Programming Model 2-29
To understand the implications of this situation, consider the code sequence:
handler: aaa
bbb
rfi
subroutine: bctr
When executing the interrupt handler, the fetcher does not recognize the rfi as a break in the program
flow, and speculatively fetches the target of the bctr, which is really the first instruction of a subroutine
that has not been called. Therefore, the CTR might contain an invalid pointer.
To protect against such a prefetch, the software must insert an unconditional branch hang (b $) just
after the rfi. This prevents the hardware from prefetching the invalid target address used by bctr.
Consider also the above code sequence, with the rfi instruction replaced by an sc instruction used to
initialize the CTR with the appropriate value for the bctr to branch to, upon return from the system
call. The sc handler returns to the instruction following the sc, which can’t be a branch hang. Instead,
software could put a mtctr just before the sc to load a non-sensitive address into the CTR. This
address will be used as the prediction address before the sc executes. An alternative would be to put
a mfctr or mtctr between the sc and the bctr; the mtctr prevents the fetcher from speculatively
accessing the address contained in the CTR before initialization.

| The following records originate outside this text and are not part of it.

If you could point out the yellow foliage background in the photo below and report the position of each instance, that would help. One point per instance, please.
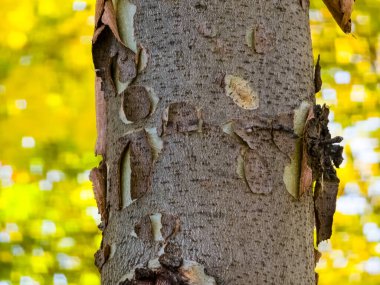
(48, 217)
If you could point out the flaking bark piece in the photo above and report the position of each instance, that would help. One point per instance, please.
(181, 117)
(101, 118)
(109, 50)
(98, 177)
(257, 168)
(325, 194)
(263, 39)
(341, 10)
(144, 229)
(170, 225)
(101, 256)
(108, 53)
(317, 76)
(141, 161)
(241, 93)
(136, 103)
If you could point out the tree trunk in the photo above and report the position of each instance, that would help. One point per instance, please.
(200, 113)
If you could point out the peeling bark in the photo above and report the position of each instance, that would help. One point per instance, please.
(202, 105)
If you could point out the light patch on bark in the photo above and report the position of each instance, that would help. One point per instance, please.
(153, 101)
(292, 171)
(240, 165)
(155, 141)
(241, 93)
(143, 59)
(113, 250)
(125, 12)
(155, 220)
(126, 173)
(195, 272)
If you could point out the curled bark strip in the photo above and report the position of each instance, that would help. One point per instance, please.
(181, 117)
(325, 203)
(101, 119)
(241, 93)
(136, 103)
(341, 10)
(187, 273)
(141, 158)
(317, 76)
(101, 256)
(98, 177)
(109, 52)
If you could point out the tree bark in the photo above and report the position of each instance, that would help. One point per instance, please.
(200, 113)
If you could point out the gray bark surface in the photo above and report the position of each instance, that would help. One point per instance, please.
(243, 231)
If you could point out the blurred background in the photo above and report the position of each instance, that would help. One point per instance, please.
(48, 217)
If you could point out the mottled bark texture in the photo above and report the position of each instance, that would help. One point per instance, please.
(203, 105)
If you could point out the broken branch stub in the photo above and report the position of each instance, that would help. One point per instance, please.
(323, 153)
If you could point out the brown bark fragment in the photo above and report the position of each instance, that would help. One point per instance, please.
(341, 10)
(98, 177)
(256, 170)
(317, 76)
(325, 203)
(263, 38)
(101, 256)
(101, 119)
(170, 225)
(136, 103)
(144, 229)
(141, 164)
(181, 117)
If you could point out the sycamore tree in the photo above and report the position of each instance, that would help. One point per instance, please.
(211, 141)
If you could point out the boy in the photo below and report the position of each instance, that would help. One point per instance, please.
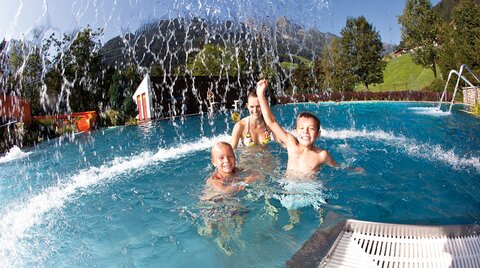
(227, 179)
(220, 209)
(304, 159)
(303, 156)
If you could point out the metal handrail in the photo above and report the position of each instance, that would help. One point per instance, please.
(460, 76)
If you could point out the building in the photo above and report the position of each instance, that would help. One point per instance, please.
(143, 98)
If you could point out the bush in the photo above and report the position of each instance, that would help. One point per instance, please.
(113, 117)
(437, 85)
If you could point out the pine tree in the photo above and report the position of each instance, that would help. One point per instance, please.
(420, 27)
(362, 46)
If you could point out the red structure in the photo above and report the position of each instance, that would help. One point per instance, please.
(14, 108)
(83, 120)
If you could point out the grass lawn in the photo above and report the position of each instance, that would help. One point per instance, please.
(402, 74)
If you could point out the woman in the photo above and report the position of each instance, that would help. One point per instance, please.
(251, 130)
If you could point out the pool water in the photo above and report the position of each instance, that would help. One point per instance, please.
(129, 196)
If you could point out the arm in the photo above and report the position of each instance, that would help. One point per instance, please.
(328, 159)
(280, 134)
(236, 133)
(225, 189)
(252, 177)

2.8.2.2 Fetching Past tw or twi Instructions
The interrupt-causing instructions, tw and twi, do not require the special handling described in
“Fetching Past an Interrupt-Causing or Interrupt-Returning Instruction” on page 2-28. These
instructions are typically used by debuggers, which implement software breakpoints by substituting a
trap instruction for the instruction originally at the breakpoint address. In a code sequence mtlr
followed by blr (or mtctr followed by bctr), replacement of mtlr/mtctr by tw or twi leaves the LR/CTR
uninitialized. It would be inappropriate to fetch from the blr/bctr target address. This situation is
common, and the fetcher is designed to prevent the problem.
2.8.2.3 Fetching Past an Unconditional Branch
When an unconditional branch is in DCD in the instruction queue, the fetcher recognizes that the
sequential instructions following the branch are unnecessary. These sequential addresses are not
accessed. Addresses at the branch target are accessed instead.

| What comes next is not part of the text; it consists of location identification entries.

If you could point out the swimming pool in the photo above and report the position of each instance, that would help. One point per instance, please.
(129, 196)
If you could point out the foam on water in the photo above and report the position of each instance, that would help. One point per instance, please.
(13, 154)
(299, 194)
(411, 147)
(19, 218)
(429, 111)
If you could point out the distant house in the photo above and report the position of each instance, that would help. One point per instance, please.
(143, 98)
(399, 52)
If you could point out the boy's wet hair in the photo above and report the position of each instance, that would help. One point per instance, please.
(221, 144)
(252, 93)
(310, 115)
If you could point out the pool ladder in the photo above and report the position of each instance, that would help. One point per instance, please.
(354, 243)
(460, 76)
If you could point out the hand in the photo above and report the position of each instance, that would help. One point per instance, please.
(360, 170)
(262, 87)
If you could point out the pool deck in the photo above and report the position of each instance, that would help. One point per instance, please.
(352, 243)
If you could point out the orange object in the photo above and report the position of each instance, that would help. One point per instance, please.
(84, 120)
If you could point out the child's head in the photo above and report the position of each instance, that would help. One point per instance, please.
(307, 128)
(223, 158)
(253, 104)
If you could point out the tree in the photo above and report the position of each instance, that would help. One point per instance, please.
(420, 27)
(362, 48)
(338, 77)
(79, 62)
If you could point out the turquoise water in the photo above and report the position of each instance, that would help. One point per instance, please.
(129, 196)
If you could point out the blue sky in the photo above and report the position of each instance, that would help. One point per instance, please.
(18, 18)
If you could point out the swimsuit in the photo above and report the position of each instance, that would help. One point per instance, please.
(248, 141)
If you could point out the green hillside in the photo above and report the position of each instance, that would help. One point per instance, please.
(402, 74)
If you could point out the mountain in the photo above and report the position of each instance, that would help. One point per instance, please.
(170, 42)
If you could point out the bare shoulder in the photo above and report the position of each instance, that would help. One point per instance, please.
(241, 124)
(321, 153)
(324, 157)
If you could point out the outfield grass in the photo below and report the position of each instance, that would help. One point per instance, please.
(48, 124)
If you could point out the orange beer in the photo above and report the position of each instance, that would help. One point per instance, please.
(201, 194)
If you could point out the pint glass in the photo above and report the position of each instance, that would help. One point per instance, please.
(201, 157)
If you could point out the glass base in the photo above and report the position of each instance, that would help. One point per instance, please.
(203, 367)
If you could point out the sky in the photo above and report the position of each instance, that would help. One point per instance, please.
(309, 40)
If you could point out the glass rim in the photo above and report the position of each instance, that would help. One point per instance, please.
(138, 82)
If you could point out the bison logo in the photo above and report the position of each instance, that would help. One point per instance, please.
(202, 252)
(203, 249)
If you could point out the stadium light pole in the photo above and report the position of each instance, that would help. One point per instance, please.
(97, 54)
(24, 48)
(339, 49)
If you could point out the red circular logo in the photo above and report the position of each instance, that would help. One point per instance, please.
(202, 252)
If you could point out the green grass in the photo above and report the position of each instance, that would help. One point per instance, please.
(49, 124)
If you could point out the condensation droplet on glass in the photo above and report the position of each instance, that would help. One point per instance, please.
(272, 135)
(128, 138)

Therefore, placing an unconditional branch just before the start of a sensitive address space (for
example, at the “end” of a memory area that borders an I/O device) guarantees that addresses in the
sensitive area will not be speculatively fetched.

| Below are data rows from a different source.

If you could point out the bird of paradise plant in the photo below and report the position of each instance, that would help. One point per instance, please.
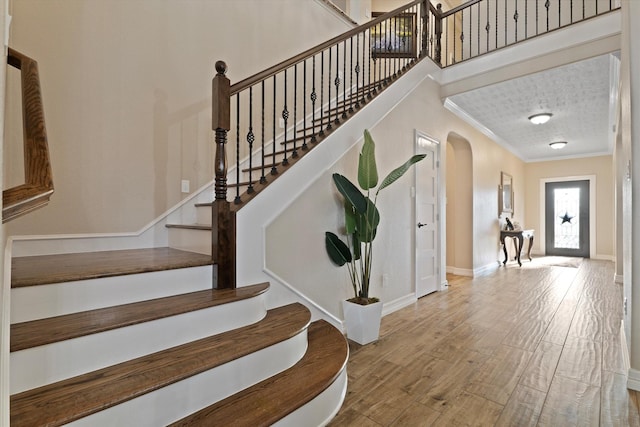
(361, 219)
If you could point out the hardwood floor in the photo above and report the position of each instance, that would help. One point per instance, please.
(537, 345)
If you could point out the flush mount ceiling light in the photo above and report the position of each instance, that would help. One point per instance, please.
(538, 119)
(558, 145)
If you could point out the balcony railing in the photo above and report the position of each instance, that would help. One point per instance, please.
(275, 117)
(481, 26)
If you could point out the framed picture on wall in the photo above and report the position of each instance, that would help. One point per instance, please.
(505, 194)
(395, 37)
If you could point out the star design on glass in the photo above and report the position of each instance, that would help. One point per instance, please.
(566, 218)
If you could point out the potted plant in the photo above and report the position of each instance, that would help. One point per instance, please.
(361, 223)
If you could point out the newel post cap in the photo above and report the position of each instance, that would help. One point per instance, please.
(221, 103)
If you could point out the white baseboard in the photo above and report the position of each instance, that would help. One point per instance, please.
(397, 304)
(489, 268)
(633, 379)
(460, 271)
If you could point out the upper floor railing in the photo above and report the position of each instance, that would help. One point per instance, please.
(481, 26)
(38, 186)
(275, 117)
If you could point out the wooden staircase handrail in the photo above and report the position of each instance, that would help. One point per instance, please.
(269, 72)
(38, 186)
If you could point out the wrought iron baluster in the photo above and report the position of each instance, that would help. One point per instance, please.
(537, 16)
(274, 169)
(357, 70)
(329, 84)
(454, 39)
(313, 97)
(337, 82)
(496, 24)
(285, 117)
(294, 154)
(478, 44)
(237, 199)
(488, 27)
(304, 107)
(506, 28)
(250, 140)
(515, 18)
(462, 35)
(351, 78)
(321, 133)
(263, 179)
(526, 19)
(344, 76)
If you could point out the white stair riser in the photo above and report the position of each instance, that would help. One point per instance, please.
(320, 410)
(203, 215)
(178, 400)
(190, 240)
(38, 302)
(49, 363)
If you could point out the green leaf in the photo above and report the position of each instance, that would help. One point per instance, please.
(367, 170)
(367, 224)
(350, 192)
(357, 250)
(395, 174)
(337, 250)
(349, 218)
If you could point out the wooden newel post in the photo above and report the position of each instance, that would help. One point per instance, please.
(438, 31)
(223, 239)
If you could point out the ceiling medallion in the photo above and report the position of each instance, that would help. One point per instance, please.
(538, 119)
(558, 145)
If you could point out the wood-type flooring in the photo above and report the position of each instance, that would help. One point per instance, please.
(537, 345)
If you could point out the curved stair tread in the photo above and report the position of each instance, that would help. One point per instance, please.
(190, 226)
(46, 331)
(68, 400)
(272, 399)
(47, 269)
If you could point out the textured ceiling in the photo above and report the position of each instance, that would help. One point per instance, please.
(578, 96)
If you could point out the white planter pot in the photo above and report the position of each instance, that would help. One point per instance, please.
(362, 321)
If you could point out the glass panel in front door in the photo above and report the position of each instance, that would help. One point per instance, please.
(566, 203)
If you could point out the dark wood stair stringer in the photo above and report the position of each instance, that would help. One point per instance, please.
(71, 399)
(270, 400)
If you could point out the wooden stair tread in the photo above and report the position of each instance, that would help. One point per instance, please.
(270, 400)
(46, 269)
(190, 226)
(45, 331)
(74, 398)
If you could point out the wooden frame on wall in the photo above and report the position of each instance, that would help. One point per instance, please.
(505, 194)
(394, 38)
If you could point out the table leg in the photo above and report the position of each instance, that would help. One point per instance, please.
(504, 248)
(520, 242)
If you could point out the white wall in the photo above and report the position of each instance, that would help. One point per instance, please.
(630, 130)
(294, 239)
(127, 94)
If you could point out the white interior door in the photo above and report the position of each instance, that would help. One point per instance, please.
(427, 218)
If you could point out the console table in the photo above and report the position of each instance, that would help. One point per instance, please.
(518, 237)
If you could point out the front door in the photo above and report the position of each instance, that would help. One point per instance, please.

2.8.2.4 Suggested Locations of Memory-Mapped Hardware
The preferred method of protecting memory-mapped hardware from inadvertent access is to use
address translation, with hardware isolated to guarded pages (the G storage attribute in the
associated TLB entry is set to 1.) The pages can be as small as 1KB. Code should never be stored in
such pages.
If address translation is disabled, the preferred protection method is to isolate memory-mapped
hardware into regions guarded using the SGR. Code should never be stored in such regions. The
disadvantage of this method, compared to the preferred method, is that each region guarded by the
SGR consumes 128MB of the address space.